Daria Michaëlowna se pinça les lèvres.

— C’est différent, dit-elle. Il ne me reste qu’à regretter de ne pas avoir eu l’avantage d’être admise au nombre des personnes que vous fréquentez.

— Il me semble, interrompit Roudine, que M. Lejnieff porte beaucoup d’exagération dans ce sentiment louable en lui-même : — l’amour de la liberté !

Lejnieff ne répondit pas et se contenta de jeter un regard à Roudine. Il y eut un moment de silence.

— Je puis donc, reprit Lejnieff en se levant, considérer notre affaire comme terminée, et dire à votre intendant de m’apporter les pièces.

— Vous le pouvez… mais il faut avouer que vous n’êtes guère aimable… J’aurais dû vous refuser.

— Mais cet arpentage vous est beaucoup plus avantageux qu’à moi !

Daria Michaëlowna haussa les épaules. Vous ne voulez pas même déjeuner avec nous ? demanda-t-elle.

— Mille remerciements, je ne déjeune jamais, et je suis pressé de rentrer.

Daria Michaëlowna se leva. — Je ne vous retiens plus, dit-elle en s’approchant de la fenêtre, je n’ose pas vous retenir.

Lejnieff se mit en devoir de saluer.

— Adieu, monsieur Lejnieff, pardonnez-moi de vous avoir dérangé.
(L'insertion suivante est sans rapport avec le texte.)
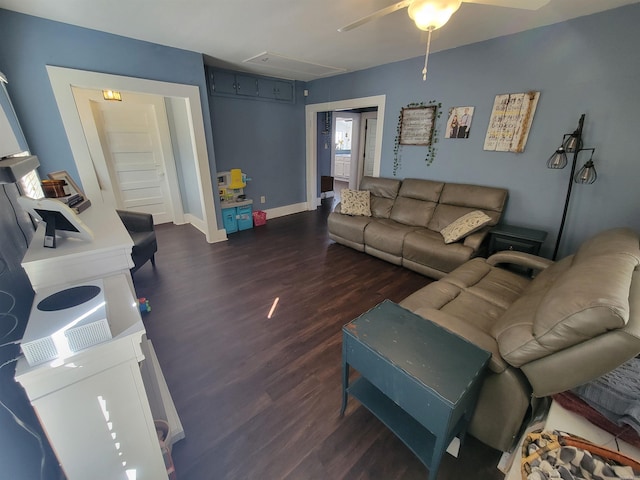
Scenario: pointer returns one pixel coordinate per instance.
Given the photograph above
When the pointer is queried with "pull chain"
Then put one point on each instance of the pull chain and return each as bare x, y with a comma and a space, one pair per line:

— Vous ne m’avez pas dérangé, répondit Lejnieff en sortant.

— Qu’en pensez-vous ? demanda Daria Michaëlowna à Roudine. J’ai entendu dire que c’était un original, mais cela dépasse les bornes.

— Il souffre de la même maladie que Pigassoff, répondit Roudine : le désir d’être original. L’un se pose en Méphistophélès, l’autre en cynique. Il y a dans tout cela beaucoup d’égoïsme, beaucoup d’amour-propre, peu de vérité, et peu d’amour. C’est aussi dans un autre genre une espèce de calcul. On prend le masque de l’indifférence et de la paresse pour faire dire aux autres : — Voilà un homme qui a bien des talents qu’il cache en lui ! Mais regardez-y bien, — il ne possède aucun talent.

— Et de deux ! dit Daria Michaëlowna, vous êtes un homme terrible pour la définition. On ne peut vous échapper.

— Vous croyez ? répliqua Roudine. Du reste, continua-t-il, pour être juste, je ne devrais plus parler de Lejnieff. Je l’ai aimé !… aimé comme un ami… Puis, à l’occasion de différents malentendus…

— Vous vous êtes brouillés ?

— Non, nous ne nous sommes pas brouillés ; nous nous sommes quittés, et, selon toute apparence, quittés à jamais.

— C’est pour cela que j’ai remarqué que vous n’étiez pas à votre aise pendant sa visite… Je vous suis pourtant très-reconnaissante de la matinée d’aujourd’hui. Le temps s’est passé fort agréablement pour moi. Mais il faut savoir ne pas abuser. Je vous congédie jusqu’au déjeuner, et je vais à mes affaires. Il est probable que mon secrétaire, — vous l’avez vu, c’est Konstantin qui est mon secrétaire, — m’attend déjà. Je vous le recommande. C’est un excellent jeune homme, très-serviable et tout à fait enthousiasmé de vous. Au revoir, cher Dimitri Nicolaïtch. Que je remercie le baron de m’avoir fait faire votre connaissance !

Daria Michaëlowna tendit la main à Roudine. Il commença par la serrer, puis la porta à ses lèvres, et passa dans la salle à manger, et de là sur la terrasse. Il y rencontra Natalie.